Qualifiant ces propos d'"ignobles" et "absolument inacceptables", le ministre de l'Intérieur a précisé que le gouvernement étudiait s'ils constituaient un "appel à la discrimination raciale" ou une "injure publique". "Le racisme, qui n'est pas une opinion, c'est un délit", a-t-il affirmé, insistant sur le caractère pénal de ces actes.
Laurent Nuñez a promis une évaluation approfondie des propos. "S'il doit y avoir poursuites, nous agirons en conséquence", a-t-il ajouté.
Sébastien Lecornu a contribué au débat en soulignant que la "banalisation du mal et du racisme doit être combattue avec force". Le Premier ministre a insisté sur la nécessité de rejeter toute forme de violence dans le discours public.
Élu dès le premier tour des élections municipales, Bally Bagayoko fait face depuis son entrée en fonction à une campagne de haine orchestrée par des groupes d'extrême droite sur les réseaux sociaux.
Un récent débat sur CNews a examiné les débuts de son mandat, où un psychologue a même dit que "l'homo sapiens" avait toujours eu besoin d'un chef pour établir l'autorité au sein de la tribu.

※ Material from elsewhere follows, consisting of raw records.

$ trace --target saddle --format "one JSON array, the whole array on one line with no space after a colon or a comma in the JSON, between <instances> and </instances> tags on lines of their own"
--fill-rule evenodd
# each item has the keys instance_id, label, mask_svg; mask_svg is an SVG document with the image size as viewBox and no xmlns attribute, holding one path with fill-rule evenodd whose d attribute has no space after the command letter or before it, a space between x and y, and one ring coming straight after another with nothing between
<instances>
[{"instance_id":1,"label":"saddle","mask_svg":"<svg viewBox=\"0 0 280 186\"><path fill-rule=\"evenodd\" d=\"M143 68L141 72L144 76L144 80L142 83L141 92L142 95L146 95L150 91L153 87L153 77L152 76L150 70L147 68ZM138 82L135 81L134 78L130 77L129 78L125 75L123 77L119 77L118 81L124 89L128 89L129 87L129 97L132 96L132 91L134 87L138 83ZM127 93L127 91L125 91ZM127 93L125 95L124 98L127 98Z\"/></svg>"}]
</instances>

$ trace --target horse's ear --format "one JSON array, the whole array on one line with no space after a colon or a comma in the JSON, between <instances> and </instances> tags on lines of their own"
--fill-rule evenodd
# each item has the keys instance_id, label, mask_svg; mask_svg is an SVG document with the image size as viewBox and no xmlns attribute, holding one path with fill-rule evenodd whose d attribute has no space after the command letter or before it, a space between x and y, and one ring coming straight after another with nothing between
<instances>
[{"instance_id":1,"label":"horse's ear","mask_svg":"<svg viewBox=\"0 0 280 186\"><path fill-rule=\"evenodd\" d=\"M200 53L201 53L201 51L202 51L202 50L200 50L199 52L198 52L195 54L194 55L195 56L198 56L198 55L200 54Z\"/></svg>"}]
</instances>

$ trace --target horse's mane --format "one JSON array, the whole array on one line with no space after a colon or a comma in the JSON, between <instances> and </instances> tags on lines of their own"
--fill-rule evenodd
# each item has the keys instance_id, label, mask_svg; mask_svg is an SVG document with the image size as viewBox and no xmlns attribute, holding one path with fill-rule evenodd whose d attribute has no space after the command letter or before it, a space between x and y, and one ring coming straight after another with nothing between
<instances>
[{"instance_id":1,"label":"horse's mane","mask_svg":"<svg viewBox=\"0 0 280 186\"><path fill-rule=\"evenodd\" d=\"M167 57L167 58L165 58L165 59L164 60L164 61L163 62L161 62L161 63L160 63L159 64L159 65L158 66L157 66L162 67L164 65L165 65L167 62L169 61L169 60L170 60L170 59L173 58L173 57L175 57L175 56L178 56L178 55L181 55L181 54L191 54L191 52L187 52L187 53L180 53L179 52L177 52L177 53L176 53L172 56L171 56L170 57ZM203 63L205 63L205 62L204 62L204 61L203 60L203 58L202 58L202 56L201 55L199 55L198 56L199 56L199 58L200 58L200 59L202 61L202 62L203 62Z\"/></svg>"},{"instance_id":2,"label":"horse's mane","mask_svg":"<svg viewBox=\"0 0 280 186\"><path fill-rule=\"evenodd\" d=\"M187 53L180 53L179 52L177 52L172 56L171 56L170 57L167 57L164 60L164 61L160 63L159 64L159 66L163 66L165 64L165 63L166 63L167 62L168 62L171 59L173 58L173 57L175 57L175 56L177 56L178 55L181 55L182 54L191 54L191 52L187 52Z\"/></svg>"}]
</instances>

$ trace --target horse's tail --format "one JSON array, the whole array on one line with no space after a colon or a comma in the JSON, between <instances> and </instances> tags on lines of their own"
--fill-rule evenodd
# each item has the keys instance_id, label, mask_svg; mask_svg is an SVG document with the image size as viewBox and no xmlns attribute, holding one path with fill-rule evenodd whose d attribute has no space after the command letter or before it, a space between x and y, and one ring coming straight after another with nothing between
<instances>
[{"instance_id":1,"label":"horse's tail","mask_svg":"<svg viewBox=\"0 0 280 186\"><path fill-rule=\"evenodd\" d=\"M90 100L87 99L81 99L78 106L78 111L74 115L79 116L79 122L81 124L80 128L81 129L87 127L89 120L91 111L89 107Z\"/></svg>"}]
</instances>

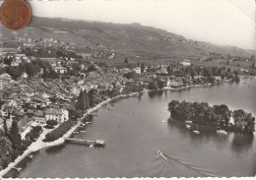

Réagissant aux déclarations, plusieurs élus LFI et des groupes antiracistes ont alerté l'Arcom, qui a décidé d'instruire les cas signalés. CNews, de son côté, a rejeté les accusations, plaidant qu'aucun propos raciste n'avait été tenu.
Le maire a prévu de déposer plainte et a appelé à un "grand rassemblement" contre le racisme le 4 avril prochain devant la mairie de Saint-Denis. De plus, le gouvernement a demandé au préfet de Seine-Saint-Denis de se porter partie civile lorsque la plainte sera déposée.